Think of it this way: TabPFN is a better lens for looking at a photograph. KumoRFM is a better camera that captures more of the scene. No amount of lens improvement can recover detail that was never captured in the photograph.
tabular_fm_vs_relational_fm
| capability | TabPFN / Fundamental | KumoRFM |
|---|---|---|
| Input format | Single flat table | Multiple relational tables |
| Handles multi-table joins | No (requires pre-flattening) | Yes (reads foreign keys directly) |
| Multi-hop pattern discovery | No | Yes (graph message passing) |
| Temporal sequence preservation | No (static features only) | Yes (timestamps on nodes and edges) |
| Graph topology awareness | No | Yes (heterogeneous graph transformer) |
| Pre-training data | Single tables from OpenML | Thousands of relational databases |
| The flattening problem | Not addressed | Eliminated entirely |
Highlighted: tabular foundation models do not address the flattening problem. They improve what happens after flattening. Relational foundation models eliminate the need to flatten in the first place.
How KumoRFM avoids flattening
KumoRFM takes a fundamentally different approach. Instead of requiring a flat table, it represents the entire relational database as a temporal heterogeneous graph:
- Each row in each table becomes a node. A customer row is a customer node. An order row is an order node. A product row is a product node.
- Each foreign key becomes an edge. The customer_id foreign key in the orders table creates an edge from each order node to its customer node. The product_id foreign key creates an edge from each order to its product.

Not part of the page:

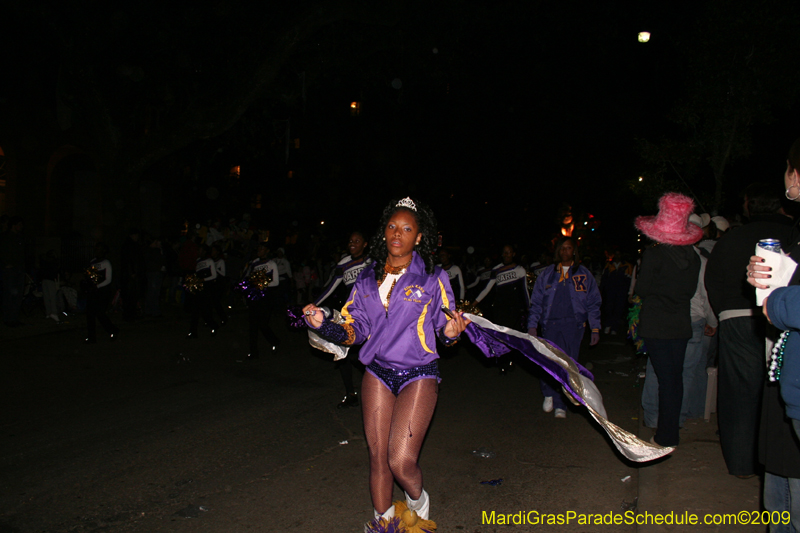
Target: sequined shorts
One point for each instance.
(396, 379)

- Timestamps are preserved. Every node and edge carries its temporal information. The model can distinguish between a customer who placed 10 orders last week and a customer who placed 10 orders over 3 years.

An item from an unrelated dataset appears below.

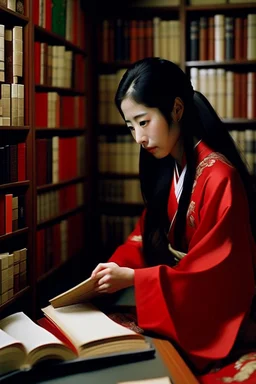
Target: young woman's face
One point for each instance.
(151, 130)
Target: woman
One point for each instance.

- A graph transformer processes the full structure. Information propagates through the graph via message passing. After 3 layers, each node has aggregated context from entities up to 3 hops away - capturing exactly the multi-hop patterns that flattening destroys.
PQL Query
PREDICT churn_90d FOR EACH members.member_id WHERE members.status = 'active'
One query replaces the entire flatten-and-model pipeline. KumoRFM reads the members, visits, classes, payments, and social connections tables directly. It discovers that Bob's workout buddies are churning, his visit frequency is declining, and he downgraded his plan - without any feature engineering.
Output
| member_id | churn_prob | approach_comparison | key_signal |
|---|---|---|---|
| M-4401 (Bob) | 0.89 (relational) | 0.54 (flat) | Peer churn + frequency drop |
| M-4402 | 0.12 (relational) | 0.18 (flat) | Stable peers, increasing visits |
| M-4403 | 0.71 (relational) | 0.41 (flat) | Class dropout + plan downgrade |
| M-4404 | 0.06 (relational) | 0.09 (flat) | High engagement, no risk signals |
The bottom line: flattening is the bottleneck
The ML industry has spent a decade building better models for flat tables: XGBoost, LightGBM, CatBoost, TabPFN, Fundamental, AutoML ensembles. Each new model squeezes another 1-3 AUROC points out of the same flat feature table. Meanwhile, the gap between flat features and full relational data is 14-19 points.

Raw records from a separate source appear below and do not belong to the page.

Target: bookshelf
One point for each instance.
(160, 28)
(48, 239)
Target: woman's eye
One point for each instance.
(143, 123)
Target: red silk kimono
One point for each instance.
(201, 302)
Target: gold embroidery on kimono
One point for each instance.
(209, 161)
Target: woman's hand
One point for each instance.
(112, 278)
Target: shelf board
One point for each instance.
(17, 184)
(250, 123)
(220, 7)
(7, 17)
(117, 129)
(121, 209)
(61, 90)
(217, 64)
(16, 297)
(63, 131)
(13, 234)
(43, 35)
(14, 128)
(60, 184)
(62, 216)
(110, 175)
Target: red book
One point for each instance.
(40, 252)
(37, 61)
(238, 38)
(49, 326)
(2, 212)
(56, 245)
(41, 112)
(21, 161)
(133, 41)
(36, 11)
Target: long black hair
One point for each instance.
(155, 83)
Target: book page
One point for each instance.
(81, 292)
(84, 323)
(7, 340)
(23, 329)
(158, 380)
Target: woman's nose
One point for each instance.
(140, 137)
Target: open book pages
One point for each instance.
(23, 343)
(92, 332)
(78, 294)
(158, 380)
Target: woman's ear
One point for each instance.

The bottleneck was never the model. It was always the data representation. Flattening a relational database into a single table destroys the very patterns that differentiate accurate predictions from mediocre ones: multi-hop relationships, temporal sequences, graph topology, and cross-table interactions.
The solution is not better feature engineering. The solution is not trying harder to flatten without losing signal. The solution is eliminating the flattening step entirely - reading relational data in its native structure, the way it was designed to be stored.
That is what relational foundation models do. And the 14-19 AUROC point improvement is the signal that flattening was destroying all along.